Tips for a multi-level robot

I am pretty sure that this is the first year that we are going to use a robot with more than one “floor”, so to speak. The lower level will contain the ‘base’ elements, like the crio, pdb, etc. and the upper level will have everything that does the special tasks.

Does anyone have experience with something like this? Any special methods or placement of parts that would optimize the operation of the bot?

The three most important things are: Low CG, Low CG, and Low CG.

My team does this just about every year, best thing is to keep everything Modular, and as already stated a good CENTER OF GRAVITY.

Don’t forget about accessibility. During the competition you need to be able to work on every component of your robot. Keeping this in mind during design is extremely helpful.

Some advice on wiring -

If you don’t already use them, Anderson power pole connectors are a must for modular components. Also invest in a good crimping tool.

For sensors and other components requiring small gauge wires, I’d recommend hacking up a DB9 or DB25 cable (depending on how many connections you need) for a quick disconnect.

Lastly, design your robot layers with wiring in mind. Keep wires going to motors in your drive train as short as possible, but equal in length. Also remember that wires add weight to your robot, and its weight that you can’t Swiss-cheese at the end.

Modular design is very handy, but just make sure you design for easy access, removal and maintenance. Also, find a way to keep things guarded from swarf. The electronics don’t work as well when they short circuit.

On our 2012 robot, we modularised all the electronics and put them in a box, but that box could be removed easily and unhooked from the rest of the frame by undoing 3 batch connectors and 3 bolts.

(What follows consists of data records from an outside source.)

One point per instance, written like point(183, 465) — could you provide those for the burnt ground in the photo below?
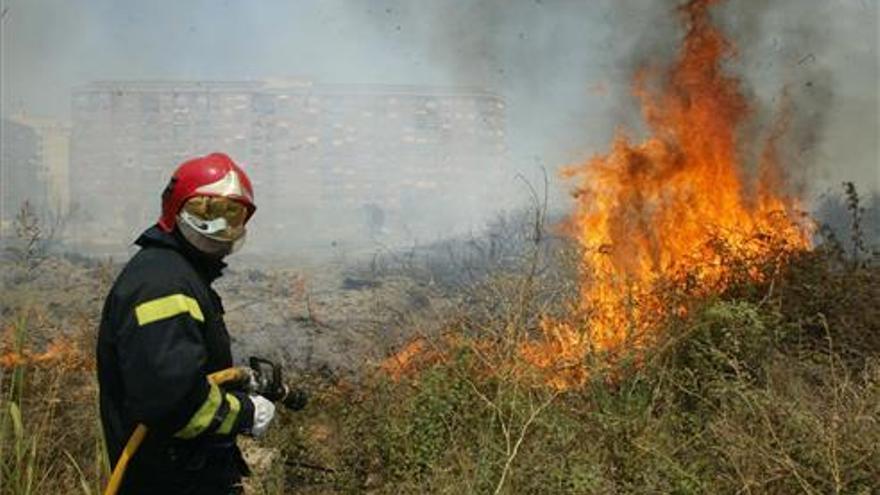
point(331, 318)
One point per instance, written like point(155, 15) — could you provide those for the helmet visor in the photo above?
point(215, 217)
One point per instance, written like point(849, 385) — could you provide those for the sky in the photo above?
point(563, 66)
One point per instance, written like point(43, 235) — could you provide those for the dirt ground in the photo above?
point(328, 318)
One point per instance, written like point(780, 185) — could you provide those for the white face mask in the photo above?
point(202, 235)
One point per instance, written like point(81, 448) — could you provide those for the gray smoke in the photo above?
point(564, 66)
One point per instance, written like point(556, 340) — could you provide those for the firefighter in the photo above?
point(162, 333)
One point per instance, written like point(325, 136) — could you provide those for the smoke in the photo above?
point(563, 66)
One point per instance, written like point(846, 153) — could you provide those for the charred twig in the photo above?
point(306, 465)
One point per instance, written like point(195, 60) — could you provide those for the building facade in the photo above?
point(33, 169)
point(330, 163)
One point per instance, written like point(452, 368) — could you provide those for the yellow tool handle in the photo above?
point(134, 442)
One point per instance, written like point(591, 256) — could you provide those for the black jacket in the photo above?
point(161, 334)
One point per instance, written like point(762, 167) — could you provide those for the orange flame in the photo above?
point(62, 353)
point(675, 207)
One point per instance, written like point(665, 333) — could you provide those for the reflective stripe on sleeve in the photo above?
point(202, 419)
point(167, 307)
point(229, 420)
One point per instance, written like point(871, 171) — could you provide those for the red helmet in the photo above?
point(211, 175)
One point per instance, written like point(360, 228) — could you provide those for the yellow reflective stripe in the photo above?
point(201, 420)
point(166, 307)
point(229, 420)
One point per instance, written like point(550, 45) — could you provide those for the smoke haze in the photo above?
point(564, 67)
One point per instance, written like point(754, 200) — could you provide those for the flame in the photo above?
point(676, 207)
point(61, 353)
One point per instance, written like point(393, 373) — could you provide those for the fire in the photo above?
point(61, 353)
point(676, 207)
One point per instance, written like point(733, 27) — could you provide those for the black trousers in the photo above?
point(186, 470)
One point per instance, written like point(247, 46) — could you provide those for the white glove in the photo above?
point(264, 411)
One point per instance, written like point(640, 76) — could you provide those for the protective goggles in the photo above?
point(215, 217)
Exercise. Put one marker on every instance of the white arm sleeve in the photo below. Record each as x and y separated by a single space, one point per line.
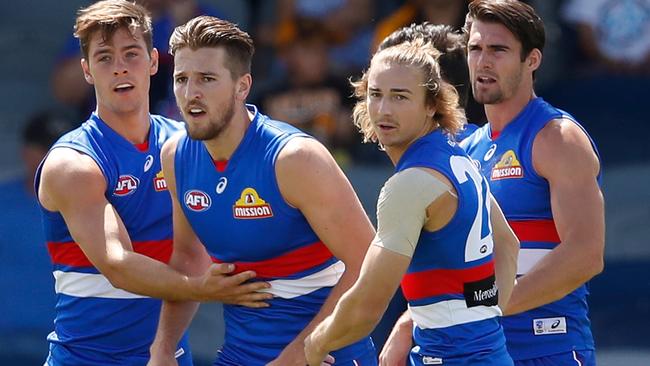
401 209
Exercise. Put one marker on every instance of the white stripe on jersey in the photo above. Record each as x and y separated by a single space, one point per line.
450 312
528 258
288 289
88 285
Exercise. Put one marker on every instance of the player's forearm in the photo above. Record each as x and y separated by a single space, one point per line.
505 257
346 281
555 276
351 320
142 275
175 317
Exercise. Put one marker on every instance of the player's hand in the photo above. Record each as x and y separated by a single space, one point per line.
397 347
216 284
316 356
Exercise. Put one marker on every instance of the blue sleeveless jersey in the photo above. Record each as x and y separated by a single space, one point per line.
96 323
241 217
524 197
450 283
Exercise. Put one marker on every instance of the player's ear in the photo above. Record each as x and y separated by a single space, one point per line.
86 70
154 61
534 59
243 86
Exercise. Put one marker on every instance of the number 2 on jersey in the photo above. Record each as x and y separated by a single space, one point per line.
479 242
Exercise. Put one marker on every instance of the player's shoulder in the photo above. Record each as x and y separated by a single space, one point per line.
64 162
66 170
302 150
560 133
563 147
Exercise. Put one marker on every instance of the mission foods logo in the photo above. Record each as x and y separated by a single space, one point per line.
159 183
126 184
507 167
251 206
197 200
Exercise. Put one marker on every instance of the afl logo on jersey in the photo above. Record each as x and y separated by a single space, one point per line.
197 200
148 163
490 152
251 206
126 184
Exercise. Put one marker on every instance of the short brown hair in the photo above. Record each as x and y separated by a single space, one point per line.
439 93
206 31
520 19
108 16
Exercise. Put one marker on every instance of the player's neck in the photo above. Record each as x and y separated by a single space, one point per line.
500 115
223 146
133 125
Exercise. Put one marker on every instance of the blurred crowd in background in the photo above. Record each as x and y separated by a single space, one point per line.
596 65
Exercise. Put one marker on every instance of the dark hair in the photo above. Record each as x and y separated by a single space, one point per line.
451 44
44 128
206 31
107 17
520 19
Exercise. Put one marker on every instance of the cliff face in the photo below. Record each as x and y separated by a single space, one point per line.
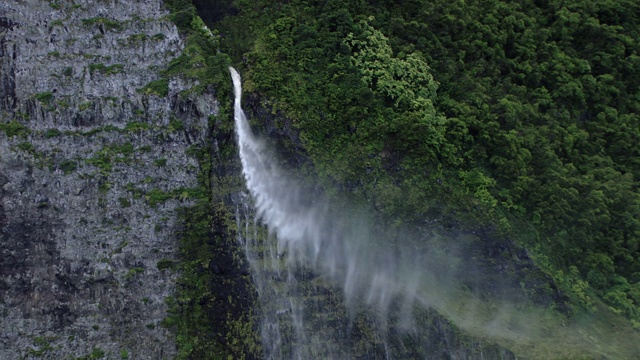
93 166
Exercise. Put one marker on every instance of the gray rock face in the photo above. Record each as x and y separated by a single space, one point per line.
92 171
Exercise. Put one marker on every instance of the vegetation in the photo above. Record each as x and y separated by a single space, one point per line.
104 23
516 116
14 128
106 69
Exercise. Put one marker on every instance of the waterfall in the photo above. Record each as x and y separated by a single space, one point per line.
305 233
330 287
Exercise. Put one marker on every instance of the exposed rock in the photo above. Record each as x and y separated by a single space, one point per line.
91 180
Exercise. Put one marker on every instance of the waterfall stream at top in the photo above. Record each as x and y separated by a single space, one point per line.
329 286
309 244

The batch connectors were just Anderson Power Poles bundled together which effectively made removing the electrical box a task even the most electrically challenged person could accomplish. It was just unplug, unscrew and unmount.

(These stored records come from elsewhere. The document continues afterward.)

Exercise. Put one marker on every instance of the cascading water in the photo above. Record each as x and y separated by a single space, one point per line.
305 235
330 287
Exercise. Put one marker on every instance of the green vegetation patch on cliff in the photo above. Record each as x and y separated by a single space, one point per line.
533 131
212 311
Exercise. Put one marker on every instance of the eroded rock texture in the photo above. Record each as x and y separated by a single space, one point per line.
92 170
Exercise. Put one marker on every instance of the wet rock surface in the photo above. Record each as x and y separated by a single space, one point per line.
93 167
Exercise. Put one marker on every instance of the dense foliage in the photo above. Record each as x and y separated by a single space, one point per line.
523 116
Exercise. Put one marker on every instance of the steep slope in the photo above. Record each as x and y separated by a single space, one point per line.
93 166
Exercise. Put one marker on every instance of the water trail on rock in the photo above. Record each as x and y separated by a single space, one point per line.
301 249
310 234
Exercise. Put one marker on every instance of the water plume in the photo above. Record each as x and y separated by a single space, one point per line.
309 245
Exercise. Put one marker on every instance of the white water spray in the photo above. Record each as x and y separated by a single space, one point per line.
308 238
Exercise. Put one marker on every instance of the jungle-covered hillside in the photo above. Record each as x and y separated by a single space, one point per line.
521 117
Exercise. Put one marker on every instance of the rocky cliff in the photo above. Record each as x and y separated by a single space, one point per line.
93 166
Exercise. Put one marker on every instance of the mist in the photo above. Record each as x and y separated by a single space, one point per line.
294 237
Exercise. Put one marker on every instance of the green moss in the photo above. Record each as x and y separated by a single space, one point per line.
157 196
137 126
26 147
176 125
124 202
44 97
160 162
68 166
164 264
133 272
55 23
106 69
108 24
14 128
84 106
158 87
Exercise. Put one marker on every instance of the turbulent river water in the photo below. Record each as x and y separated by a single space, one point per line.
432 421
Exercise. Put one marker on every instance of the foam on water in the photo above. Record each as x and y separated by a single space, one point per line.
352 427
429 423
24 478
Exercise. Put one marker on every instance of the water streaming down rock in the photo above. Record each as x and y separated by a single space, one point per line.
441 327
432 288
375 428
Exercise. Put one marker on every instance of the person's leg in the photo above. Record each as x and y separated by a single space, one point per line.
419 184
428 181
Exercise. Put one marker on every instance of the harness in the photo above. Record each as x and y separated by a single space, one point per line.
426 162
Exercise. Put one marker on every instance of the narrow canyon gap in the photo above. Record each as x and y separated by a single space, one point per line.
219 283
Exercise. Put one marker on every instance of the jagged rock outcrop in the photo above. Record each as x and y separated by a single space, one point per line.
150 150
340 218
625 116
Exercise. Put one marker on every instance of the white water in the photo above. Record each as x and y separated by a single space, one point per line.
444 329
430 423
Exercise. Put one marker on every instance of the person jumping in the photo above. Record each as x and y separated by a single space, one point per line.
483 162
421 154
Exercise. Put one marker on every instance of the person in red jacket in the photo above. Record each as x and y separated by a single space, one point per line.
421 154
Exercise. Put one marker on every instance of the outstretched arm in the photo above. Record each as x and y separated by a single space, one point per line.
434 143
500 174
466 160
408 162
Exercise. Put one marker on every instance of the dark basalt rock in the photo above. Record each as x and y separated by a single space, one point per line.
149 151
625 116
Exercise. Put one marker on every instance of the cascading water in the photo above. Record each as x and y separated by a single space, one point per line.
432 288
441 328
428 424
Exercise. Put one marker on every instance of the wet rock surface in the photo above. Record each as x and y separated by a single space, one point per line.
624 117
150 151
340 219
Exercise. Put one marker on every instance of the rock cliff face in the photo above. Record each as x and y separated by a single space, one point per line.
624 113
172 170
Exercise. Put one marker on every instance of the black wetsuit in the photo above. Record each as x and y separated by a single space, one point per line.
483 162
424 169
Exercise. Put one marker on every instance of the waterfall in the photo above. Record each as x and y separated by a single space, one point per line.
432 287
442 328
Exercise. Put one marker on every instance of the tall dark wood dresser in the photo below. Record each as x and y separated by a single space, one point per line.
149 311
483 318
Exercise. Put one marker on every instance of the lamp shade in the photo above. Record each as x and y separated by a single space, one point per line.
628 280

I’m sure there was more reasoning behind the design to the ‘ooh pretty lights’ box, but you’d have to speak to he electrical members of 3132.

Build a robot capable of taking a few bad falls.

This. The one pre-2004 BeachBot that wasn’t picked apart completely was the 2002 one–a 2-deck, limited-access metal monster. The 2001 unit, with less space but better accessibility, was picked clean except for the drivetrain until that wore out.

It’s a lot easier to work on the robot if you can get in there, preferably with multiple hands.